In discussing Hackmaster with some of my face to face friends, the recurrent complaint I hear is about the 3d6, straight down, and other random aspects of character generation. If you cherry-pick your flaws instead of rolling randomly, they're worth only half. You don't get X% in a skill for an expenditure of Y BP, you get to roll a die based on your current skill level for Y BP.... you may get 1 point for your 10 BP spent on Divine Lore, or you may roll your initial d12p*, get a 36, and be an eerily competent miner from your dwarven freebie (seen it happen).
However, one thing I very much like about this is how it helps you flesh out your character. The previous character? He started out as a Dejy (human phenotype, similar in appearance to Asians or Native Americans, with all the variety that entails), perhaps from the large city of Shyta-on-Dobyo. But then I started rolling. And I wound up with a priest of the Traveler whose brothers and sisters were mostly angry with him, and who knew the Eternal Lantern better than his own faith. It completely changed who the character was, and helped to make him real. His background, cribbed from Merle Haggard, wrote itself in the action of random dice rolls indicating where he came from... a man of who was pretty unsuited to the life he was trained for.

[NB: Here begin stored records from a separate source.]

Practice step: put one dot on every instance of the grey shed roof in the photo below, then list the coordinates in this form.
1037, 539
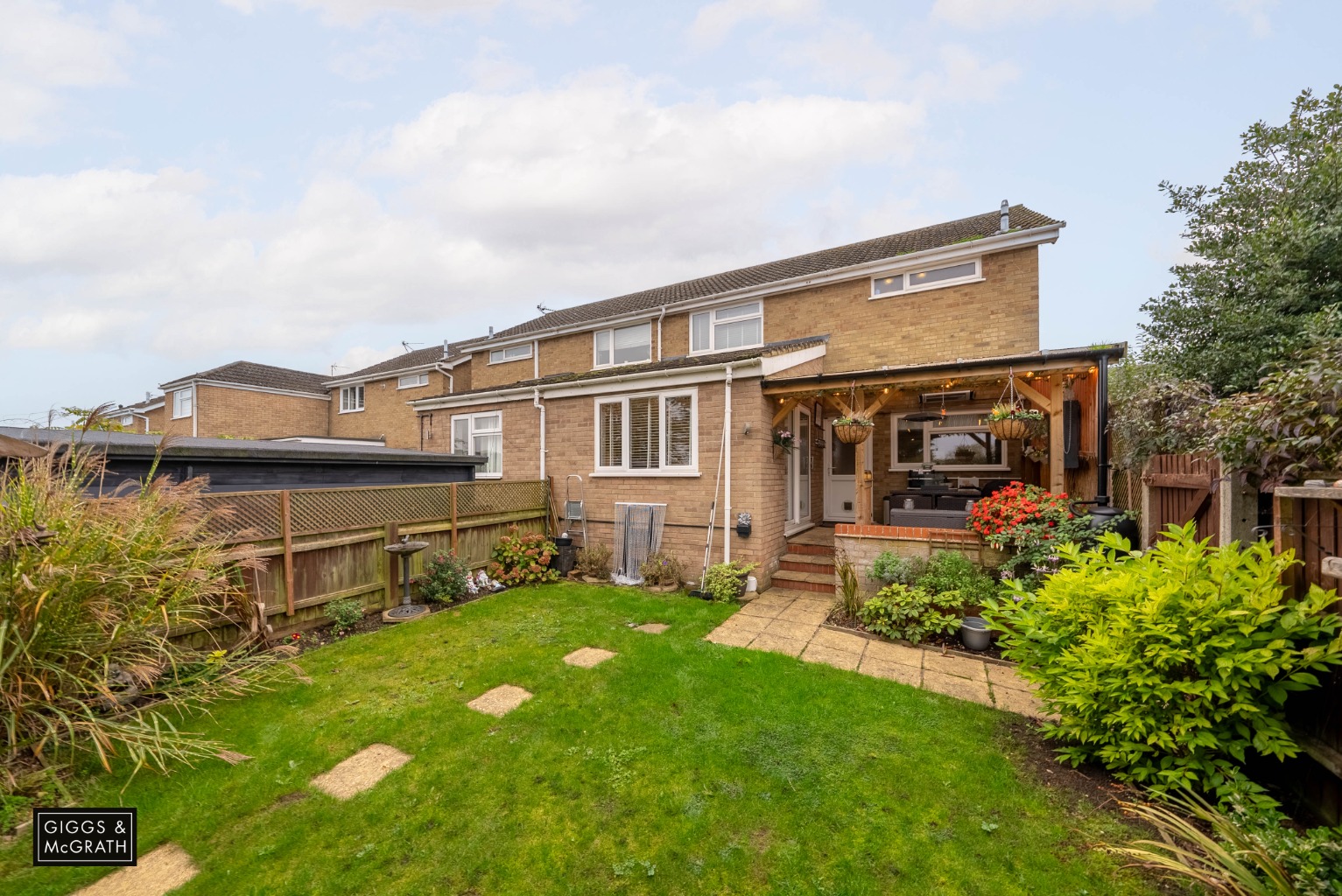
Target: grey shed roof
249, 373
812, 263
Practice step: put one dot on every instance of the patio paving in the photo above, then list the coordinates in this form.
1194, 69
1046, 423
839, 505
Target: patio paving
784, 621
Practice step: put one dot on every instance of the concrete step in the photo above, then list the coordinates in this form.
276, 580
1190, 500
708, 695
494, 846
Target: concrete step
807, 564
820, 583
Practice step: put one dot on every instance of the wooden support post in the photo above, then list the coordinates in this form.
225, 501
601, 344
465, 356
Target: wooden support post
453, 518
1057, 447
287, 536
393, 578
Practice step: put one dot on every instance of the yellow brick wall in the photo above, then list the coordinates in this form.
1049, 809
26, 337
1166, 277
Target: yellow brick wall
252, 415
385, 412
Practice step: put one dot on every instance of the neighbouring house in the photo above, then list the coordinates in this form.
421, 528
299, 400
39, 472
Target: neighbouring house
674, 395
241, 465
143, 416
246, 400
373, 402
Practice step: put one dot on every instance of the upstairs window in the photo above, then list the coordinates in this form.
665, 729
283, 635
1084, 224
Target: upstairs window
412, 380
623, 345
511, 353
183, 402
737, 326
481, 433
926, 279
646, 433
350, 399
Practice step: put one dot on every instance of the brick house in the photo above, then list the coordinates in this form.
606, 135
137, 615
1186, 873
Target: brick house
649, 396
246, 400
373, 402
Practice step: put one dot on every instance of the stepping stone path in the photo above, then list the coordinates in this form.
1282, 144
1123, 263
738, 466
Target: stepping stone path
501, 700
588, 656
362, 772
783, 621
158, 872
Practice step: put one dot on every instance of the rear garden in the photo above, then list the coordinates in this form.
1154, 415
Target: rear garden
677, 765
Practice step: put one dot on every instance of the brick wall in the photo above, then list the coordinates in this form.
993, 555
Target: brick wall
385, 412
242, 413
863, 543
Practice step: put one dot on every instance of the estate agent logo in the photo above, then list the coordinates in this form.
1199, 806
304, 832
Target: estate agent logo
83, 837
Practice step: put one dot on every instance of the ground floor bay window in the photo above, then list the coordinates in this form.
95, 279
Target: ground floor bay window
481, 433
647, 435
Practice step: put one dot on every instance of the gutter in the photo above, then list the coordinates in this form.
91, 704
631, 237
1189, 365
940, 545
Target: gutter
985, 246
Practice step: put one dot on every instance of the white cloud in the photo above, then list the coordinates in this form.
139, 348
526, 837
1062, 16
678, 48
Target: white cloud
717, 20
356, 12
991, 14
569, 193
45, 48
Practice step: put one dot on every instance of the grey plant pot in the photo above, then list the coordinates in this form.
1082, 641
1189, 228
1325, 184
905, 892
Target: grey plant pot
973, 634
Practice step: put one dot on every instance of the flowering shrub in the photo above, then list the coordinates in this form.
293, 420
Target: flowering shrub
1027, 520
523, 560
443, 578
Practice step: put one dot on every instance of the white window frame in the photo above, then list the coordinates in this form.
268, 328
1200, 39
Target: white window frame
509, 353
355, 392
908, 272
624, 470
420, 380
713, 321
928, 430
609, 334
471, 433
178, 402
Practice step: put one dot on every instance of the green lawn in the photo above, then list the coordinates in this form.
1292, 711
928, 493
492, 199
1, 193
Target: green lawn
677, 767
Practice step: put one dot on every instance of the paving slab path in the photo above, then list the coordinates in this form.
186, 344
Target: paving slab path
785, 621
158, 872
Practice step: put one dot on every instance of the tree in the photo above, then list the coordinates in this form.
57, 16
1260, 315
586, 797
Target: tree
1268, 247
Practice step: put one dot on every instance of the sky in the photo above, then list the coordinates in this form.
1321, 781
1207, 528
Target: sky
314, 183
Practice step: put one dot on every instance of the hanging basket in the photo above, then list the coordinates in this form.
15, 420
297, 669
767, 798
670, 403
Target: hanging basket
853, 433
1009, 428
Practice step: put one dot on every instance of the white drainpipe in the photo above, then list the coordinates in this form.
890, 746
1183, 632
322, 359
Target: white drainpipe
536, 400
727, 494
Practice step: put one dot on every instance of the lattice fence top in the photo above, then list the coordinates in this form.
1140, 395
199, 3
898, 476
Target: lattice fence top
246, 516
256, 515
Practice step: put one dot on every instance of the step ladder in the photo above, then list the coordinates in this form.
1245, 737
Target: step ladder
574, 508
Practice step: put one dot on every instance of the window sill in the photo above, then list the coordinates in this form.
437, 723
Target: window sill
644, 473
928, 289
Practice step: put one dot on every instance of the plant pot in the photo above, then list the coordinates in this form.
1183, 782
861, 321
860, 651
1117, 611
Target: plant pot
853, 433
973, 634
1009, 428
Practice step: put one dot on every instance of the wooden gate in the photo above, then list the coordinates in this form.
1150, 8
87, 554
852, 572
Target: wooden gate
1183, 488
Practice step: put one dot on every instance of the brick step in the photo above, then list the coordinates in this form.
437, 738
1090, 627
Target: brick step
821, 583
820, 550
807, 564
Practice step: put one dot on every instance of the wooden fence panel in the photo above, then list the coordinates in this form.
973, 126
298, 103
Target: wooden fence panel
1184, 488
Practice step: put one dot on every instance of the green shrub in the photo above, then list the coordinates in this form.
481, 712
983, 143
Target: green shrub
344, 614
1170, 666
594, 561
443, 578
523, 560
727, 581
891, 568
911, 613
951, 571
661, 569
88, 596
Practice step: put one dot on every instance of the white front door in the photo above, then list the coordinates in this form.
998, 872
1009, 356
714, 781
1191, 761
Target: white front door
840, 480
798, 472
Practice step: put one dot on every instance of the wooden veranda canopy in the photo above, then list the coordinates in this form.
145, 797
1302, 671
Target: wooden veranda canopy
1037, 377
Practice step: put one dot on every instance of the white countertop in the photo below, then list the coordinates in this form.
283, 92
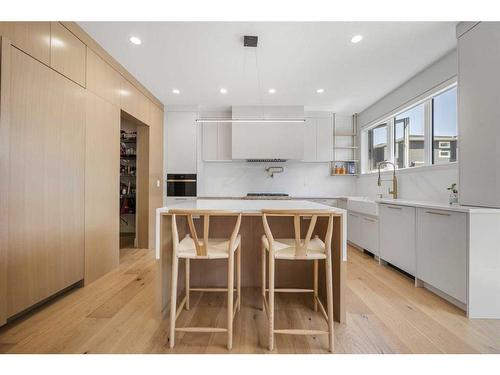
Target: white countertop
249, 206
439, 206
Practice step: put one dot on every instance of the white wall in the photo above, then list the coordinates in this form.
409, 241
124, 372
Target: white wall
424, 183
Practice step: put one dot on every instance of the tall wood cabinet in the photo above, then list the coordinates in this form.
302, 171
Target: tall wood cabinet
46, 183
102, 178
60, 108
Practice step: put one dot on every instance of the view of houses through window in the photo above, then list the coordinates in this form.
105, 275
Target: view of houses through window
406, 131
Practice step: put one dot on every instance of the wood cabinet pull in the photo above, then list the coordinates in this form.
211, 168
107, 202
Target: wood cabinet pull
437, 213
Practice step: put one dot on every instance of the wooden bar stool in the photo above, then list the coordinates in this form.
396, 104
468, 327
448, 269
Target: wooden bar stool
313, 249
191, 247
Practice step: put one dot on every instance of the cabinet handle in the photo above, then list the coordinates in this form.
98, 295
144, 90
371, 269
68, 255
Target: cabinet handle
437, 213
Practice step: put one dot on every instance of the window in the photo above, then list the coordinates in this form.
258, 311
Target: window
377, 140
409, 137
423, 134
444, 127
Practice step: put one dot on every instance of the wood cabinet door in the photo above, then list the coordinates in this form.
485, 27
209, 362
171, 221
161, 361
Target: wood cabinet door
102, 185
442, 251
102, 79
67, 53
397, 236
156, 177
47, 160
134, 102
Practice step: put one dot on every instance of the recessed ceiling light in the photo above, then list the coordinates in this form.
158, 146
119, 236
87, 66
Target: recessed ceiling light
135, 40
357, 38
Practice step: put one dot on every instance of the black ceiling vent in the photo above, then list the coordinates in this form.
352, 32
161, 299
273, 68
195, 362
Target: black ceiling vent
250, 41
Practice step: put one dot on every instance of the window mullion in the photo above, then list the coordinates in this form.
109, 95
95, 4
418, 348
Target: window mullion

This happens all the time with Hackmaster's random tables. Like the 4 Intelligence halfling thief with SCARY Fire-building skills and pocking (Hey, look who likes to play with fire and got burned). Or the almost-shopkeeper** gnome rogue. His only good stats were Looks, Charisma, and a slightly acceptable Intelligence (once I reorganized them)... his Needy flaw told me immediately who he was... someone whose physical weakness and low Wisdom lead them to rely on others far more than they really needy to... but who had the ability to make others do what he wanted.
It's a refrain among Hackmaster players... play the game. Don't obsess about how little fighters get, sit down and play the game. Don't worry because your stats are lower than you're used to... sit down and play the game. Because once you do, you find how these things work to make a great game.
*Hackmaster uses "penetrating" dice, similar to exploding dice. However, on any subsequent roll, you subtract 1 from what shows on the die; on a d12p, if you roll a 12 and then a 1, your total is 12 + (1-1); if you rolled a 10 on the second, your total would be 12 + (10-1). Roll the maximum again, and you keep going, but you still subtract 1 from each die after the first. d20p penetrates to a d6p, however, and d100p penetrates to a d20p.
**While stats are 3d6 in order for best results, there's one bit of leeway... if your stats utterly suck, you can declare the character a shopkeeper and roll again with no penalty. These stats have to be either nothing of 13 or higher, or 2 or more stats of 5 or less.